## 1. Loading Required Packages

`BeautifulSoup` is one of pthon's main webscraping libraries. `numpy` and `pandas` are standard data manipulation packages (they will give you functionality that you are used to from `R`, e.g. data frames). `requests` allows you to interact with web pages. `re` handles regular expressions. `sklearn` is python's main machine learning library (it is amazing and the gold standard). `nltk` is for natural language processing, in our case for lemmatizing the words we will be scraping. 

In [1]:
# Beautiful Soup
from bs4 import BeautifulSoup

# Utils
import numpy as np
import pandas as pd
import requests, re, time
from time import sleep

# Sklearn
from sklearn.decomposition import LatentDirichletAllocation
from sklearn.feature_extraction.text import CountVectorizer

# NLTK
import nltk
from nltk.stem import WordNetLemmatizer
from nltk.corpus import wordnet
nltk.download('wordnet')
nltk.download('punkt')
nltk.download('averaged_perceptron_tagger')
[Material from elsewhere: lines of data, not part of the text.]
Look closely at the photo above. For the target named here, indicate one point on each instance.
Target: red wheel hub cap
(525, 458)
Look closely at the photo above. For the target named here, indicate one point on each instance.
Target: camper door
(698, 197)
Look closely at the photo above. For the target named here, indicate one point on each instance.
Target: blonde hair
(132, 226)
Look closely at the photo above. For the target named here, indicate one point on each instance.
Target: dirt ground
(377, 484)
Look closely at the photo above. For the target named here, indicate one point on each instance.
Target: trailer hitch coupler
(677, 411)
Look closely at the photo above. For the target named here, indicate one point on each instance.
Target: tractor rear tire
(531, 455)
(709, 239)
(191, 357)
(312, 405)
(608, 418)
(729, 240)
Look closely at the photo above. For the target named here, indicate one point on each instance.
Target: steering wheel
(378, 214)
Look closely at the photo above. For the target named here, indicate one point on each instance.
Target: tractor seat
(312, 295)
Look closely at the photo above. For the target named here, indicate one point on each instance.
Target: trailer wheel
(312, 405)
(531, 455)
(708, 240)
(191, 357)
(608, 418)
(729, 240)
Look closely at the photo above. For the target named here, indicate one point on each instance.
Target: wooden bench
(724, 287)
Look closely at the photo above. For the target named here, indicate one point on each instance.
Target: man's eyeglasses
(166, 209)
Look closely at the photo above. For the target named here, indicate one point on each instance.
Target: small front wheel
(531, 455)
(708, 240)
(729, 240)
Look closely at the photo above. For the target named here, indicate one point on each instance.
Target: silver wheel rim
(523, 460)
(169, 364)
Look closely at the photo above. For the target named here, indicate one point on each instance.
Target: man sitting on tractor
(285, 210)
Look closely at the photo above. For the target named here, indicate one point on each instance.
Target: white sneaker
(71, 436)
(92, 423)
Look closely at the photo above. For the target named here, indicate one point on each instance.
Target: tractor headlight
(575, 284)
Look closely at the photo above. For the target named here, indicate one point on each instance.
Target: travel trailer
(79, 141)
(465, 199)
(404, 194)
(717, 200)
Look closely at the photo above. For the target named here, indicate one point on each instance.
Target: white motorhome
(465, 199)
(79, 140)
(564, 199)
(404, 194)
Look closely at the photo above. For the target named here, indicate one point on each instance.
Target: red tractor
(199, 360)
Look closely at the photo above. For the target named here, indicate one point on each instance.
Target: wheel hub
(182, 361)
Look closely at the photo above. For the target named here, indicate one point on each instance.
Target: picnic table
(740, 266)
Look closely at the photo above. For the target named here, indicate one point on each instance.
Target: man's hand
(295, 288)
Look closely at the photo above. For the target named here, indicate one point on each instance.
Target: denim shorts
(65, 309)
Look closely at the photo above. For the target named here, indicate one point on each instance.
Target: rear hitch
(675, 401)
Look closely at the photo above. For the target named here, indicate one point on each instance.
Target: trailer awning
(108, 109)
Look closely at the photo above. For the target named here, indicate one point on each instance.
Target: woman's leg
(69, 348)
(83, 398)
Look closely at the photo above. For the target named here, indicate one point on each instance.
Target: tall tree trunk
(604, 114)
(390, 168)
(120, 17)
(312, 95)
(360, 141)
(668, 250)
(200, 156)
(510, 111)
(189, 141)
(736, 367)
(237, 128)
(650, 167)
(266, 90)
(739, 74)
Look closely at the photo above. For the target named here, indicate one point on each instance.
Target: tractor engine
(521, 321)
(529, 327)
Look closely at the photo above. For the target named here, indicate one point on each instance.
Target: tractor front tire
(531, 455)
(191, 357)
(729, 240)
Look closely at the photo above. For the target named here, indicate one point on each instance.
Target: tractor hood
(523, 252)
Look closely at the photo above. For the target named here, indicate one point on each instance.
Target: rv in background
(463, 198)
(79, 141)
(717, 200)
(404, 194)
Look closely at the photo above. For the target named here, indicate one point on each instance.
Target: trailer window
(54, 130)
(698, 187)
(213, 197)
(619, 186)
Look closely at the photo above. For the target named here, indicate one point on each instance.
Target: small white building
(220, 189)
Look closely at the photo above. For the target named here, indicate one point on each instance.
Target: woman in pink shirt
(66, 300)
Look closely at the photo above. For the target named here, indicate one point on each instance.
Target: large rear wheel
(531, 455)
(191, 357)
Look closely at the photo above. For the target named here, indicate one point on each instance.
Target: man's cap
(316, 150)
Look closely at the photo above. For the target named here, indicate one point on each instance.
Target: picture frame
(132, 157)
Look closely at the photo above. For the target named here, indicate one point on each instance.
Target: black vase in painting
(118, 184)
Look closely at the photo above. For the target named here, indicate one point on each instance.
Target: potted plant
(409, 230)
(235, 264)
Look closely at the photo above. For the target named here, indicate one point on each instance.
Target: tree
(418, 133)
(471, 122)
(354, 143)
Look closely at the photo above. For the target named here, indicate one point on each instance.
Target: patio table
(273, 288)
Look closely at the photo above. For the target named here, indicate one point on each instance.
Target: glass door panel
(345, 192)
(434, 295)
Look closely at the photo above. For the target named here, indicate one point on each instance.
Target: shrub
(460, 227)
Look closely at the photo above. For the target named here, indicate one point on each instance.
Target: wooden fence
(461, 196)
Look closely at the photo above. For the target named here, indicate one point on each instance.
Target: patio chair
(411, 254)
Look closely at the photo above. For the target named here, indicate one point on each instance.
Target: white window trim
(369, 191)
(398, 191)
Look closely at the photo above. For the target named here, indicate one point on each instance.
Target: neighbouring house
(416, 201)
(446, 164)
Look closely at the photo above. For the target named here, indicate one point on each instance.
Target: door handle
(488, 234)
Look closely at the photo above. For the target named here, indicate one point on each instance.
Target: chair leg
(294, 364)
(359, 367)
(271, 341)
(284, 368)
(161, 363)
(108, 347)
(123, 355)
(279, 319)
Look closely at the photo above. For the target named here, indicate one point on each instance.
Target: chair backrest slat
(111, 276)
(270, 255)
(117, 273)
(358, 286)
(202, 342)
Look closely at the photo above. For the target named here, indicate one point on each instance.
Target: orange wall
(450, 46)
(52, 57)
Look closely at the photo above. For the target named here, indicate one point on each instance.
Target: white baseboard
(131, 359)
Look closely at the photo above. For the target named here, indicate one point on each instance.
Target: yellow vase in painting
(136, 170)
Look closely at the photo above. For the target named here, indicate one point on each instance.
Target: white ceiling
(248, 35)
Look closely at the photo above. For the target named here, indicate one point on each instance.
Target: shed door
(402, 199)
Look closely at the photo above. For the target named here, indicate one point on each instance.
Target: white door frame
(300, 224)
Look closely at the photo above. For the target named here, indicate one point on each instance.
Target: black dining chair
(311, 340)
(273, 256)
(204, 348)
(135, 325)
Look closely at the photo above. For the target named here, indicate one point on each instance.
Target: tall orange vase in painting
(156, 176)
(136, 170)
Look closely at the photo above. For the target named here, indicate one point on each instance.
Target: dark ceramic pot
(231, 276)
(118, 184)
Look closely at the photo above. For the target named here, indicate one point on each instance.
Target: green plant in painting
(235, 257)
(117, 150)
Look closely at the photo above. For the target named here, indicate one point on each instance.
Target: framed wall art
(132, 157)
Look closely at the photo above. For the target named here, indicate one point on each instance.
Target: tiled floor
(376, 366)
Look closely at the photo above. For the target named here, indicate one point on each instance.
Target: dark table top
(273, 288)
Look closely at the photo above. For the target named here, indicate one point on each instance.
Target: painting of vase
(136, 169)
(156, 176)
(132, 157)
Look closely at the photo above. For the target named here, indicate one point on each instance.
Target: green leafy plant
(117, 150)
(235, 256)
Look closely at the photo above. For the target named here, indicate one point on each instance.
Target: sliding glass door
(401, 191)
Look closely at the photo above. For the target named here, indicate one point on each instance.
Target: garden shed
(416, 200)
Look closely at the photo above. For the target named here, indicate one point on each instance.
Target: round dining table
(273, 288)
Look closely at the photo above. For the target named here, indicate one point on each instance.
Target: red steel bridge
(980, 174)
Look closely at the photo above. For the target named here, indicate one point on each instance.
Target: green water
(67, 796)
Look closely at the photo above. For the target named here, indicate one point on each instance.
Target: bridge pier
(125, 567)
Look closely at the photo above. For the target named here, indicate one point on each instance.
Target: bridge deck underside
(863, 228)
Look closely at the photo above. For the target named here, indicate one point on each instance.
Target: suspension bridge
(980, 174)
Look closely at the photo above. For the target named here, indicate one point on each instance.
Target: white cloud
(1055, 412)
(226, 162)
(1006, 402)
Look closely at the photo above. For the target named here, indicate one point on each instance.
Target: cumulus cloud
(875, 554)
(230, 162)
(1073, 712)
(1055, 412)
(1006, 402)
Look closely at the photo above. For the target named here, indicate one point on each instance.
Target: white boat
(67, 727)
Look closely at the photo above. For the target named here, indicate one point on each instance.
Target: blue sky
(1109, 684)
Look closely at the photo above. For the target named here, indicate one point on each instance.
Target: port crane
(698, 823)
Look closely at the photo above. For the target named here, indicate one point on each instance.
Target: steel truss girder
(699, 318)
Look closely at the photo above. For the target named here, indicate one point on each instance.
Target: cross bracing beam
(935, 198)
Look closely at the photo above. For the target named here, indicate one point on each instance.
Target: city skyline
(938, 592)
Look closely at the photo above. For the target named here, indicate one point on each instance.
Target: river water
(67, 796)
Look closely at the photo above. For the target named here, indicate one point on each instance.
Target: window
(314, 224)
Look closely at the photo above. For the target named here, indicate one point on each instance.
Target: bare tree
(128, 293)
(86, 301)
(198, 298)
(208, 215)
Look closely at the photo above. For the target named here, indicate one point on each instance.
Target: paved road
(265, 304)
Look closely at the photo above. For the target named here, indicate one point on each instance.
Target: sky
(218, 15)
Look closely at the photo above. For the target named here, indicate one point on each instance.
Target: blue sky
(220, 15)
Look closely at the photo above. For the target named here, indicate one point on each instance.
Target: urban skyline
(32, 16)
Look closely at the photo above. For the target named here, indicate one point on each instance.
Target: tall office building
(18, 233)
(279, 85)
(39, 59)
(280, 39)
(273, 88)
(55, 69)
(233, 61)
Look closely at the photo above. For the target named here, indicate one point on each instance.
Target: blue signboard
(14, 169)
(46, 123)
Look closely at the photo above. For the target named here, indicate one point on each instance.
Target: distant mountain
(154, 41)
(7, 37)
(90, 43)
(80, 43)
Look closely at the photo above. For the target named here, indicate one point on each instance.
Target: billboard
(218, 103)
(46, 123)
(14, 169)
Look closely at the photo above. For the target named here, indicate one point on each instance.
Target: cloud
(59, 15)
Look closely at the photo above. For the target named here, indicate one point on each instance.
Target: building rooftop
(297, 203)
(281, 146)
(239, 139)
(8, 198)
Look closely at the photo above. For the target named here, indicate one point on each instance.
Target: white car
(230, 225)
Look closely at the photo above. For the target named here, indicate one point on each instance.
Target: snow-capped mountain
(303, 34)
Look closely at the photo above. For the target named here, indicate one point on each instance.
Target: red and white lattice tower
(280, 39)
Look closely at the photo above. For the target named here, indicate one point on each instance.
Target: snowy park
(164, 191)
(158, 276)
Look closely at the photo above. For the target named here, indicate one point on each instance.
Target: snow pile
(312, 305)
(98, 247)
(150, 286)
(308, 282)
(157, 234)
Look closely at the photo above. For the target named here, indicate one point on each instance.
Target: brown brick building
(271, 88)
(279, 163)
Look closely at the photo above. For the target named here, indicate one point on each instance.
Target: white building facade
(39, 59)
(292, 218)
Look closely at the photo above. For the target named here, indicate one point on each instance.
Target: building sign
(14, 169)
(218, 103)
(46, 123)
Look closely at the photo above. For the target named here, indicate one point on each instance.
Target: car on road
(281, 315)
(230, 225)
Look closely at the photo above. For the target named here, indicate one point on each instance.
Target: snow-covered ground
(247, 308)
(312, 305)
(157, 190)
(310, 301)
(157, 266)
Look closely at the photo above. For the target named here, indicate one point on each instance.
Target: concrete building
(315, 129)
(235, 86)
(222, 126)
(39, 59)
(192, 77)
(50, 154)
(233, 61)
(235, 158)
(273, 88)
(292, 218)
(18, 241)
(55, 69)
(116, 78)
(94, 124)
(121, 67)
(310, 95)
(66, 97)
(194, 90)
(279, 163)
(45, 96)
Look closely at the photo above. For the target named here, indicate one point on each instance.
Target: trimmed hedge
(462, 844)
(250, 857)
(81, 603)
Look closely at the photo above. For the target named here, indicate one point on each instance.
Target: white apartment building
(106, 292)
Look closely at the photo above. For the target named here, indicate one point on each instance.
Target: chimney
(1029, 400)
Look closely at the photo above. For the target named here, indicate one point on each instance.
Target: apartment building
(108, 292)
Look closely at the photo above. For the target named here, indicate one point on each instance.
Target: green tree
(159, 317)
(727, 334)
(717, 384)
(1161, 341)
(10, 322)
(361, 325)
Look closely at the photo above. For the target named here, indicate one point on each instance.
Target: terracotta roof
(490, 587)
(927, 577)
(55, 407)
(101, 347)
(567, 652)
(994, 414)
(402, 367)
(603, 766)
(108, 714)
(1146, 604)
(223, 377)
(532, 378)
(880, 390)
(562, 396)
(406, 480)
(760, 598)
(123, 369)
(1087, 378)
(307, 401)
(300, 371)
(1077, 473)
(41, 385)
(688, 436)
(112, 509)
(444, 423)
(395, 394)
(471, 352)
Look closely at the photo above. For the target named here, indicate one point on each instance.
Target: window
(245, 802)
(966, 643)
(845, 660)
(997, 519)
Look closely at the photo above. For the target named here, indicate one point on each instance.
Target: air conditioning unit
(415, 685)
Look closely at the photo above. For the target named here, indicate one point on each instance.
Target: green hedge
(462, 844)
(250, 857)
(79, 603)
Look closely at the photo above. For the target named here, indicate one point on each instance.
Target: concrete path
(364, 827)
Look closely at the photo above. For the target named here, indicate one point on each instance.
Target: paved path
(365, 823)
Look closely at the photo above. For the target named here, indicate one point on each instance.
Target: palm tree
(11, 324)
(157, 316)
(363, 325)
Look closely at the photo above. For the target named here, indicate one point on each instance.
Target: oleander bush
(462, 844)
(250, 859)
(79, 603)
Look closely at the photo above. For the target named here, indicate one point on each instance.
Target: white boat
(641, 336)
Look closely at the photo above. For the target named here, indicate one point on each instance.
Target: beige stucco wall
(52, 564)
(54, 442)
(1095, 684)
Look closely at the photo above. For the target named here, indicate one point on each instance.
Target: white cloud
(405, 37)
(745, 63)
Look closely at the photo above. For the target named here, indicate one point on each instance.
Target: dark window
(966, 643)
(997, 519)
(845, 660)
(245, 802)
[nltk_data] Downloading package wordnet to
[nltk_data]     C:\Users\dsb48\AppData\Roaming\nltk_data...
[nltk_data]   Package wordnet is already up-to-date!
[nltk_data] Downloading package punkt to
[nltk_data]     C:\Users\dsb48\AppData\Roaming\nltk_data...
[nltk_data]   Package punkt is already up-to-date!
[nltk_data] Downloading package averaged_perceptron_tagger to
[nltk_data]     C:\Users\dsb48\AppData\Roaming\nltk_data...
[nltk_data]   Package averaged_perceptron_tagger is already up-to-
[nltk_data]       date!


True

## 2. Scraping Plots from Rotten Tomatoes Top 100 Movies for Each Genre

The webpage for each movie has a storyline section that we can scrape after figuring out the CSS tag. The Rotten Tomatoes movie webpages look like https://www.rottentomatoes.com/m/[code]/ where [code] is specific to each movie and we need to figure it out. For simplicity, we'll just create a list of the genres we want to scrape from and their associated urls; however the commented out code below can be used to scrape the top movies from all genres. To get our scraped data, we have to go into Chrome's developer tools to figure out what part of the website we are interested in. In this case, we want the anchor tags ('a') of class 'unstyled articleLink' and we will use the `.find_all(tag, class_)` method of our `BeautifulSoup` object to extract the relevant html.

#### 2.a Get Links

In [2]:
# Getting Links to different genre lists
#url = "https://www.rottentomatoes.com/top/bestofrt/"
#resp = requests.get(url)
#soup = BeautifulSoup(resp.text)
#soup = BeautifulSoup(str(soup.find_all("ul", class_="dropdown-menu")[0]))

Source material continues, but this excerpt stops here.